Filing bankruptcy is generally a last resort, reserved for only the most dire of financial situations. Typically, an individual files for bankruptcy only when all other alternatives have been exhausted.
When contemplating a bankruptcy filing, a thorough review of your financial situation must be undertaken. Prepare a realistic budget, taking into account your monthly take-home pay and outstanding liabilities, including your house payment, car payment(s), utilities, food and groceries, healthcare expenditures, car maintenance, and gas. When determining the amount of resources needed to allocate to each expenditure, be sure to reference past bills for accuracy reasons.
Once an accurate budget is prepared, you can gauge how much disposable income will be available to pay outstanding credit card and long-term debts.

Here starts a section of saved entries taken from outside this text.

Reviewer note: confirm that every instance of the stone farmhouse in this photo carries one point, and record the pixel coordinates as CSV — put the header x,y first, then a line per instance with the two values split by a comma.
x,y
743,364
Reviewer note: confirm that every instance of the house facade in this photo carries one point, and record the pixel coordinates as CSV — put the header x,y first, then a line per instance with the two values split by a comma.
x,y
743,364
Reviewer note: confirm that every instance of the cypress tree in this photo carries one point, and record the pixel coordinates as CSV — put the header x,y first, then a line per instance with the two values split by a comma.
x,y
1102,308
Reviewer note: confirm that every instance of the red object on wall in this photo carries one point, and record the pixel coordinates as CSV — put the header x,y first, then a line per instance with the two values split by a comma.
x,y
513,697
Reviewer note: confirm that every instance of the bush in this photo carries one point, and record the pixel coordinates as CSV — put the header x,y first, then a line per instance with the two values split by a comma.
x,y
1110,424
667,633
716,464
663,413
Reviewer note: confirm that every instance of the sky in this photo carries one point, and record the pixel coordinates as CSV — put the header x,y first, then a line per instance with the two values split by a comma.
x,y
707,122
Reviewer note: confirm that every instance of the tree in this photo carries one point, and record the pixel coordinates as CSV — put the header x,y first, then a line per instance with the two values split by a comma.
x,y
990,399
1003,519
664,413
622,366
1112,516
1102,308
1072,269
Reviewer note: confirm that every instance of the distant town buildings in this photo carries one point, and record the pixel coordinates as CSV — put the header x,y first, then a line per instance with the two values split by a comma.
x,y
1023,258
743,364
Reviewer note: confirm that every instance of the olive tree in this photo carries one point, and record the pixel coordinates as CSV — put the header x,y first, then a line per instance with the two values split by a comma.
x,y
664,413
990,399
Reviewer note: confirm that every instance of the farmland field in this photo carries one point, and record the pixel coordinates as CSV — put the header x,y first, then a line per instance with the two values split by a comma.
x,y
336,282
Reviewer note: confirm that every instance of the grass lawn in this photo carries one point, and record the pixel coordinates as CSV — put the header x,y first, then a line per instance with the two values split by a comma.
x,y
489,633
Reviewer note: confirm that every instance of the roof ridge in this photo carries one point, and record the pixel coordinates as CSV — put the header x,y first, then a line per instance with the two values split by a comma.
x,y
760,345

Discretionary Income Available
If discretionary income is available, you should seek the help of a credit counseling agency. A credit counselor will help to devise a plan in which to pay your credit card debt and long-term liabilities. If your debts are exorbitant and cannot realistically be paid within 36-60 months, you should seriously consider filing bankruptcy. For individuals in this situation, a Chapter 13 Bankruptcy filing would be the preferred method. In a Chapter 13 filing, a plan is drafted in which your creditors are reimbursed based on a manageable, interest-free payment plan.
No Discretionary Income Available
If after budgeting, no discretionary income is available, one should consider filing a Chapter 7 bankruptcy. In a Chapter 7 Bankruptcy filing, credit card and long term debt not secured by collateral is eliminated.
Reasons for Filing Bankruptcy
Reasons for filing bankruptcy are unique to each individual situation but can stem from unemployment, unexpected health/medical bills, divorce, or extraneous events beyond your control.